Post #9: The World’s Greatest Party
I’m talking about Carnaval, of course. The official day falls right before Ash Wednesday, but the revelry starts a week earlier, with each new day upping the ante.
To mark the official start of my personal Carnaval season, my friend Ya Ya made me a caipirinha with cachaça rum, limes, and acerolas from her garden. It wasn’t quite noon yet, and I only drink before noon during long layovers at airports, but hey, this was Carnaval. Que comecem os trabalhos, as people say around here. Let the work begin.
Take your pick: desfiles (parades), samba school competitions, masked balls, special events such as “drink and draw” parties, and street food at every corner.

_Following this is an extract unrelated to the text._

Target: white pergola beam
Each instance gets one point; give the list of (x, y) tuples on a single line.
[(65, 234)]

Unless you spend all week in a cave, you’ll see beer cans piling up on sidewalks, joints being passed around under palm trees, and men relieving themselves in parking lots.
If you think this sounds a little de trop, you’re not alone. Several Brazilians have told they hate the debauchery of Carnaval, an admission sometimes preceded by an embarrassed “I know this may sound very un-Brazilian, but…” One man told me he viewed Carnaval as a ruse to distract people from the serious problems facing Brazil. Instead of fighting for a better country, he said, people spent weeks or months practicing their Carnaval dance moves and planning their costumes, with hardly a pause to take their heads out of the sand.

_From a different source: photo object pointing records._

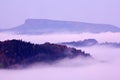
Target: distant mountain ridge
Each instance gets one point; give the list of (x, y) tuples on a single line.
[(43, 26), (91, 42)]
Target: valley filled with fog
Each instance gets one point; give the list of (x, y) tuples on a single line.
[(105, 65)]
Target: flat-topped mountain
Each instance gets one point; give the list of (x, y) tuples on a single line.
[(15, 53), (44, 26)]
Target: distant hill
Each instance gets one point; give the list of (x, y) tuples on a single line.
[(44, 26), (15, 53), (84, 43), (91, 42)]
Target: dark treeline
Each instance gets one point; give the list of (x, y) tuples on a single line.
[(18, 52)]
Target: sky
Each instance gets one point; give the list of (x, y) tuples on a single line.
[(15, 12)]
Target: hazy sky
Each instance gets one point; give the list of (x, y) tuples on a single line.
[(14, 12)]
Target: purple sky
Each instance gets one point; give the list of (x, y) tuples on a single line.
[(14, 12)]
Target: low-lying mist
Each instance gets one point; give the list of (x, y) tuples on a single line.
[(106, 68), (105, 65)]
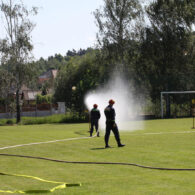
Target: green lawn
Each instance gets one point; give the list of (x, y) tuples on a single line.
[(163, 143)]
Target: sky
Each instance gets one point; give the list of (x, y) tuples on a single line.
[(63, 25)]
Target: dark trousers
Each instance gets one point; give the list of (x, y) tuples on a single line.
[(94, 123), (111, 125)]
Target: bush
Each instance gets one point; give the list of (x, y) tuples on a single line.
[(58, 118)]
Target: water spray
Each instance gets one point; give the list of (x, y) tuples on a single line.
[(127, 107)]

No doubt he had a point, but the energy in the air was hard to resist. Most nights I headed down to Praça da Lagoa, the main square in my part of town. On a tarpaulin-covered stage, rock and samba groups banged away and people massed around them, singing and dancing and waving their raised arms like windshield wipers.
I’m not a huge fan of crowds, but I wasn’t going to miss the bloco dos sujos (block of dirties), a traditional Floripa street party where men dress like women, women dress like men, and “Carnaval rock” music (apparently a genre) blares from all sides. From my perch on the steps of a cathedral, I watched the pom-pommed breasts and shimmering tutus and dyed-popcorn booths lose their sharp edges and become pure colour.
But all is not well in Carnaval land: the bane of cultural appropriation has come to town. A sententious video I found on YouTube exhorted people to avoid cross-gender, indigenous, gypsy, Afro-Brazilian, and “sexy nurse” costumes unless they belonged to those groups. (Which begs the question: how do you determine if you’re a sexy nurse?) When a famous Brazilian actress, Paolla Oliveira, appeared at a Carnaval ball in full Indian regalia, she faced a barrage of cyber-tomatoes. As someone who lands squarely on the “cultural appreciation” side of the debate—and who loved Oliveira in the soap opera O Profeta—I found this more than a little disconcerting.
Fortunately, most revelers in my midst did not let political correctness trump good old-fashioned fun. On the final evening in the praça, men jiggled their falsies, sexy nurses let their real (and likely enhanced) wares hang out, and Afro-Brazilian bangles swung proudly from ears, necks and wrists of all colours.
Before heading home I rode my bicycle along a few side streets, where I passed by a string of men doing their business in bushes. Long live Carnaval.